Bill Hannig has been away from Wheeling for seven years, but the memories of his days running the streets with his friends are near and dear to his heart.
So when Hannig, who now lives in western Maryland, found out he was going to be enshrined in the Ogden 20K Classic Hall of Fame, it made his day.
"I've lost contact with most of my friends back there, and many of my running friends have already gotten in the Hall of Fame," Hannig said. "I never thought I'd have this opportunity. When you move away, people tend to forget about you."
Hannig said he was part of the "Greenlawn Greyhounds," a group of men who liked to run in Wheeling. He was 39 when he competed in his first Wheeling race.

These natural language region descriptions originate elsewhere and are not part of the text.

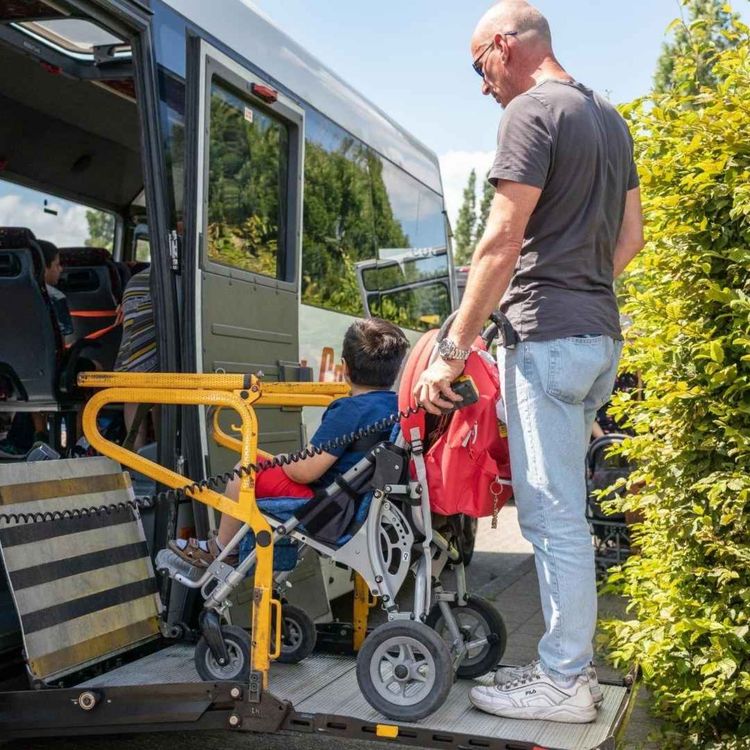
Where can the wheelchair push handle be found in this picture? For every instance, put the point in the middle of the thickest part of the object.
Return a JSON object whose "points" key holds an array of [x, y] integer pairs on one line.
{"points": [[499, 325], [464, 386]]}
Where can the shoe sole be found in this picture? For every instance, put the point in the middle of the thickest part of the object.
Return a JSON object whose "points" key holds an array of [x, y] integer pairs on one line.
{"points": [[560, 714]]}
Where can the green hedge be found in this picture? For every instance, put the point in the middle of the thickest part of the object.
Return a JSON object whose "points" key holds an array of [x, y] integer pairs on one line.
{"points": [[689, 296]]}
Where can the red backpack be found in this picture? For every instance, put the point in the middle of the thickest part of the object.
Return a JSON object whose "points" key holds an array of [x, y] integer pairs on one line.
{"points": [[466, 456]]}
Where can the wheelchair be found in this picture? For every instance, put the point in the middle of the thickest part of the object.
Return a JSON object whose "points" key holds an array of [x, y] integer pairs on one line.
{"points": [[375, 519]]}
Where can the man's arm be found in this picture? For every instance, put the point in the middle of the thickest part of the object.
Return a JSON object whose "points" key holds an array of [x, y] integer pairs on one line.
{"points": [[310, 469], [630, 240], [494, 258], [492, 267]]}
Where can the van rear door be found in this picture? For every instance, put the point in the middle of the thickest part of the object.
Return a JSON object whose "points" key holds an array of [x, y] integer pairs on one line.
{"points": [[249, 150]]}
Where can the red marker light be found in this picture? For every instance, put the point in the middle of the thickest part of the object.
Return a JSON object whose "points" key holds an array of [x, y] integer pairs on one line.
{"points": [[266, 93], [55, 70]]}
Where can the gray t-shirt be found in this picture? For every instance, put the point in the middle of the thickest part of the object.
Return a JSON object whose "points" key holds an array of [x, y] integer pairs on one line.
{"points": [[570, 142]]}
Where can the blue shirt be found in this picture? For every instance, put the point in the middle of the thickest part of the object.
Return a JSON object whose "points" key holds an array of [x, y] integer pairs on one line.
{"points": [[347, 415]]}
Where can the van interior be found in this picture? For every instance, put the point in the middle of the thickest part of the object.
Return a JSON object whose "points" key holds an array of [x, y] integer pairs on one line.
{"points": [[70, 173]]}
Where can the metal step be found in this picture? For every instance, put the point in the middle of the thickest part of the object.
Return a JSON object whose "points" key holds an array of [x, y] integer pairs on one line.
{"points": [[327, 684]]}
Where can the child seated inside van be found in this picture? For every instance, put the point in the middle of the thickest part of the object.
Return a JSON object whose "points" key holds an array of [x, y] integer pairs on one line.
{"points": [[372, 353]]}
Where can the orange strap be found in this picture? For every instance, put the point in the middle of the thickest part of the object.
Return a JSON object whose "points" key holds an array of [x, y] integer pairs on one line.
{"points": [[93, 313], [94, 335]]}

"The race in Wheeling gave us all the excitement to become better runners. We were all very competitive."
And it was a race in early days where local runners could rub shoulders with some of the nation's elite runners like Bill Rodgers and Frank Shorter.
"Even though Bill Rodgers was a world-class runner, we looked at each other and talked the same thing. We respected each other."
And when Hannig was injured or couldn't compete, he helped with other aspects of the race. "I used to work the finish line with Dick Dei," Hannig remembered. "The next thing to being in the race was being at the finish line. We were really addicted to it."
Hannig, who will turn 72 in October, has had two knees replaced, but he wouldn't change anything about his running career.
"It was a wonderful time in my life," he said. "We all loved to get together. I'm very appreciative to Ogden Newspapers for keeping the race running. It keeps Wheeling on the running map."